Dieses Umfeld bildet eine Apotheose dieser liturgischen Kultur des geschlossenen Kreises, die Benedikt XVI. kritisiert hat, in der die Eucharisitie scheinbar aus der Mitte der versammelten Gemeinde hervorgeht, die rituell alles, was außerhalb ihres Kreises liegt, auszuschließen scheint. Das ist - meinem fehlbaren Urteil nach - noch weitaus schlimmer als versus populum ohne Tabernakel, weil in dieser modernen Anordnung der Tabernakel der sakramentalen Gegenwart des Herrn selbst von der Raumgestalt außerhalb des geschlossenen und exklusiven rituellen Kreises gestellt wird. Ich möchte nicht als einer erscheinen, der sich für die Entfernung des Tabernakels aus der Sichtachse einer Kirche ausspricht ... aber erinnern wir uns daran, wie das bei den guten altmodischen Pontifikalämtern war. Damals hatte man ein instinktives Gefühl dafür, daß die vielerlei Ehrenbezeigungen gegenüber dem Prälaten nicht zu dem Respekt passten, den man dem allerheiligsten Sakrament erweisen sollte, und daher ließ man den Tabernakel während des Pontifikalamtes leer. Wenn also das Allerheiligste tatsächlich in der Sichtaxe des Altarraums aufbewahrt wird, stellt das für mich die Behandlung, dies in der Liturgie erfährt, wie sie in den 70er Jahren in Mode gekommen ist, doch sehr in Frage.

Es gibt eine gewisse Tendenz der Abwehr eines zu stark lokalisierten Verständnisses der sakramentalen Gegenwart - auf diese Diskussion will ich mich erst gar nicht einlassen. Mir geht es darum, daß Zeichen sprechen. Die Einrichtung einer Kirche ist ein System von Zeichen, die ihre eigene Bedeutung haben - sonst hätten die Liturgiker der 70er Jahre sich nicht soviel Mühe gegeben, all das zu verändern, was sie geändert haben. Und diese Veränderungen scheinen mir fehlbarem Beobachter immer weniger den Anforderungen der Rechtgläubigkeit zu entsprechen.

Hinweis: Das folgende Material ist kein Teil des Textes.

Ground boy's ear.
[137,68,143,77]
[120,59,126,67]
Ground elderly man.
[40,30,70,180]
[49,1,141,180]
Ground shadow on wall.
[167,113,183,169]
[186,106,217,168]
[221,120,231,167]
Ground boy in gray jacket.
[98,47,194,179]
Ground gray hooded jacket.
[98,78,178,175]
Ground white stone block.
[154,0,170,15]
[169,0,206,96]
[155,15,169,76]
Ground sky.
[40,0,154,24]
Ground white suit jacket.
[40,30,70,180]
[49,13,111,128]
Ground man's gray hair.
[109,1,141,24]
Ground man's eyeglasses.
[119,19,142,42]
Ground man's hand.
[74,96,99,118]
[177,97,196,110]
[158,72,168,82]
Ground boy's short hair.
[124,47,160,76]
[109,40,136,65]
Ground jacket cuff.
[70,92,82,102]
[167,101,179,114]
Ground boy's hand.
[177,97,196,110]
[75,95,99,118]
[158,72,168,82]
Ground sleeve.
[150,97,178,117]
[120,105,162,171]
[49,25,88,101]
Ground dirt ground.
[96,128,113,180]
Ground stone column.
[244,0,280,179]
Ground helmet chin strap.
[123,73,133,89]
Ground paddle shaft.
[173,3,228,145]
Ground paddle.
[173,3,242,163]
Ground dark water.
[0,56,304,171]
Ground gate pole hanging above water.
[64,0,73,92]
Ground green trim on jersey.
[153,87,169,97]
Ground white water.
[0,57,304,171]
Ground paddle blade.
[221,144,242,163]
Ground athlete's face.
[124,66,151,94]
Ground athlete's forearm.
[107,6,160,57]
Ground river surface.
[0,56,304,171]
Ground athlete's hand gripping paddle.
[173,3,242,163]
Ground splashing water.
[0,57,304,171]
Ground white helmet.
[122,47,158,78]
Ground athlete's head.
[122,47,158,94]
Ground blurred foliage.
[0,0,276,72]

Dabei verlangt der Novus Ordo an sich diese Kultur keineswegs, und das Konzil verlangte sie noch weniger. Soweit ich mich erinnere, ist es erst wenige Jahre her, daß ein irischer Bischof seine Kathedrale, ein bedeutendes Denkmal der Architekturgeschichte, neu einrichten wollte und sich dabei auf eine angebliche Verpflichtung durch das Konzil berief. Glücklicherweise musste er diese Ansicht vor einem Planungsbeirat vertreten, ... wo zum Vorschein kam, daß er sich wohl etwas geirrt hatte. (Fr. Hunwicke bezieht sich hier auf Bischof Magee und die St. Colemans Cathedral von Cobh. In Deutschland war es dagegen Erzbischof Zollitsch noch 2006 möglich, den historischen Altarraum des Freiburger Münsters unter Berufung auf angebliche Erfordernisse der Liturgiereform zu entstellen. A. d. Ü.) An Orten wie dem Brompten Oratorium wird sichtbar, daß man einen ordentlichen Novus Ordo auch „aufführen“ kann, ohne dafür ein Gebäude zugrunde zu richten, das mit viel Liebe - und Geld - für eine bestimmte liturgische Kultur errichtet worden ist. Und in der Kathedrale von Westminster kann man sehen, wie man - unter dem Einfluss von Cardinal Nichols - zu hoch achtbaren Ergebnissen kommen kann, wenn man die Einrichtung der 70er Jahre ebenso intelligent wie radikal in Frage stellt.